For many years, Geneva excluded itself from this aristocratic sporting club, its marathon jettisoned back in the 1980s, after a spasm of narcissism and a desire to grow too quickly. Last year, however, thanks to courage and elbow grease of a handful of enthusiasts, the race was brought back, bright as a new pin.

For many people, this meant that a mistake had finally been corrected. “Geneva, an international and tourist city par excellence could not just stand on the sidelines of a phenomenon as universal as the marathon,” sums up Jim Lafferty, a Procter & Gamble executive in Geneva. “Its romance is its greatest attraction,” adds the American eulogist.
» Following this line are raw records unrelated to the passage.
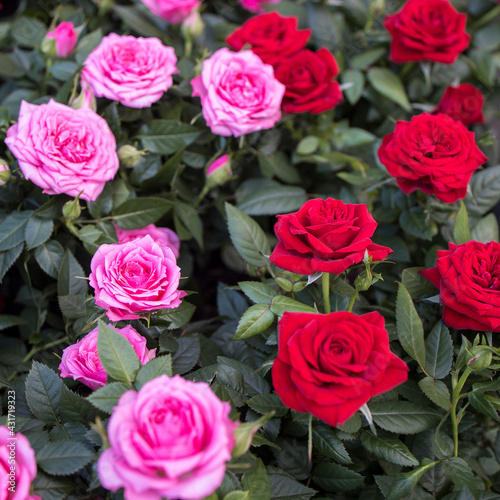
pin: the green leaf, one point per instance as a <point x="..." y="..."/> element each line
<point x="264" y="403"/>
<point x="191" y="220"/>
<point x="116" y="354"/>
<point x="68" y="282"/>
<point x="247" y="236"/>
<point x="436" y="391"/>
<point x="49" y="256"/>
<point x="281" y="304"/>
<point x="388" y="448"/>
<point x="8" y="258"/>
<point x="405" y="483"/>
<point x="482" y="405"/>
<point x="260" y="293"/>
<point x="106" y="398"/>
<point x="254" y="321"/>
<point x="161" y="365"/>
<point x="63" y="458"/>
<point x="327" y="443"/>
<point x="12" y="230"/>
<point x="409" y="326"/>
<point x="389" y="85"/>
<point x="38" y="231"/>
<point x="484" y="188"/>
<point x="403" y="417"/>
<point x="357" y="81"/>
<point x="167" y="136"/>
<point x="139" y="212"/>
<point x="438" y="351"/>
<point x="461" y="231"/>
<point x="273" y="200"/>
<point x="335" y="478"/>
<point x="486" y="229"/>
<point x="43" y="392"/>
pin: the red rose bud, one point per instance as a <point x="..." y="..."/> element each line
<point x="463" y="103"/>
<point x="4" y="172"/>
<point x="330" y="365"/>
<point x="271" y="36"/>
<point x="433" y="153"/>
<point x="468" y="279"/>
<point x="308" y="78"/>
<point x="326" y="236"/>
<point x="427" y="30"/>
<point x="61" y="41"/>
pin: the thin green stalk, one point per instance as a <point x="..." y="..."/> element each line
<point x="325" y="282"/>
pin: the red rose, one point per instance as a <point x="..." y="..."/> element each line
<point x="433" y="153"/>
<point x="468" y="278"/>
<point x="331" y="364"/>
<point x="271" y="36"/>
<point x="308" y="78"/>
<point x="427" y="30"/>
<point x="463" y="103"/>
<point x="325" y="235"/>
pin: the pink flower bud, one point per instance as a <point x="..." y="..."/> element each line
<point x="65" y="37"/>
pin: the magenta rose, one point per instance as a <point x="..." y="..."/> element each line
<point x="15" y="450"/>
<point x="133" y="71"/>
<point x="239" y="93"/>
<point x="65" y="38"/>
<point x="136" y="277"/>
<point x="171" y="439"/>
<point x="64" y="150"/>
<point x="81" y="361"/>
<point x="162" y="235"/>
<point x="173" y="11"/>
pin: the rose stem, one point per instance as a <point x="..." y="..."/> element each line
<point x="457" y="387"/>
<point x="325" y="282"/>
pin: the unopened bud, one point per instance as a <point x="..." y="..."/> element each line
<point x="129" y="156"/>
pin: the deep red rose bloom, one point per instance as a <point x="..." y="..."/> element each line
<point x="427" y="30"/>
<point x="433" y="153"/>
<point x="468" y="278"/>
<point x="308" y="77"/>
<point x="331" y="364"/>
<point x="463" y="103"/>
<point x="325" y="235"/>
<point x="271" y="36"/>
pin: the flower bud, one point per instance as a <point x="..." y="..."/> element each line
<point x="4" y="172"/>
<point x="85" y="100"/>
<point x="129" y="156"/>
<point x="61" y="41"/>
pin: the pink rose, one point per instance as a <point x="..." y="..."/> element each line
<point x="64" y="150"/>
<point x="256" y="5"/>
<point x="81" y="362"/>
<point x="239" y="93"/>
<point x="135" y="277"/>
<point x="17" y="447"/>
<point x="65" y="37"/>
<point x="133" y="71"/>
<point x="171" y="439"/>
<point x="162" y="235"/>
<point x="173" y="11"/>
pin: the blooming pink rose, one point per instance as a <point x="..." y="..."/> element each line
<point x="133" y="71"/>
<point x="256" y="5"/>
<point x="162" y="235"/>
<point x="135" y="277"/>
<point x="171" y="439"/>
<point x="64" y="150"/>
<point x="65" y="37"/>
<point x="173" y="11"/>
<point x="15" y="447"/>
<point x="81" y="362"/>
<point x="239" y="93"/>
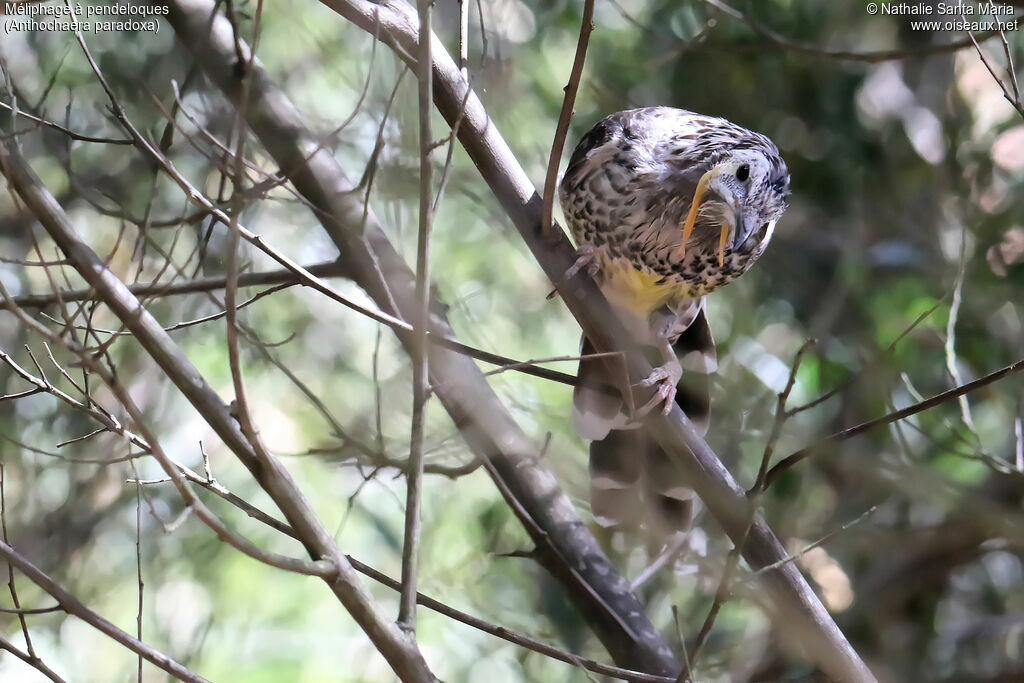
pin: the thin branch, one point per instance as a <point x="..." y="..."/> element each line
<point x="565" y="548"/>
<point x="1012" y="97"/>
<point x="902" y="414"/>
<point x="562" y="129"/>
<point x="400" y="653"/>
<point x="845" y="55"/>
<point x="793" y="599"/>
<point x="421" y="359"/>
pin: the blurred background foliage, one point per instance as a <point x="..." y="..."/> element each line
<point x="906" y="182"/>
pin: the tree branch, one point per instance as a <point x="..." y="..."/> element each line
<point x="795" y="604"/>
<point x="564" y="547"/>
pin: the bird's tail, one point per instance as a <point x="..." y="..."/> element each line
<point x="633" y="481"/>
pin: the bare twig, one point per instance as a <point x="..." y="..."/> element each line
<point x="845" y="55"/>
<point x="1011" y="96"/>
<point x="328" y="562"/>
<point x="421" y="359"/>
<point x="792" y="598"/>
<point x="722" y="592"/>
<point x="73" y="605"/>
<point x="565" y="548"/>
<point x="562" y="129"/>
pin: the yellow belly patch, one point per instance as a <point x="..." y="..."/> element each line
<point x="636" y="291"/>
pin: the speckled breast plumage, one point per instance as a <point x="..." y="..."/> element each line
<point x="627" y="193"/>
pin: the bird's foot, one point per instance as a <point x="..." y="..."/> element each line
<point x="666" y="378"/>
<point x="586" y="258"/>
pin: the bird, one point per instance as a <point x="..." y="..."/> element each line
<point x="666" y="206"/>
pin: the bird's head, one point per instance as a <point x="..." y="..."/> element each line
<point x="750" y="182"/>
Yesterday, the Geneva marathon attracted more than 3, 000 competitors, a hundred more than in 2005. Together with the Course de l’Escalade with more than 20, 000 runners and the Tour du Canton with 2, 000, this resounding success confirms the robust health of running.
However, the race has not caught the popular imagination or stirred passions along the route. As we saw recently when the prologue to the Tour de Romandie was
shunned by the public, austere Geneva is less than keen on the sight of sweat, even in triumph. It will never be a New York or a Berlin.

In any case, isn’t it better to prefer runners with human faces and sentimental crowds? To carry on without forcing the pace, running at your own speed? Va piano, va sano.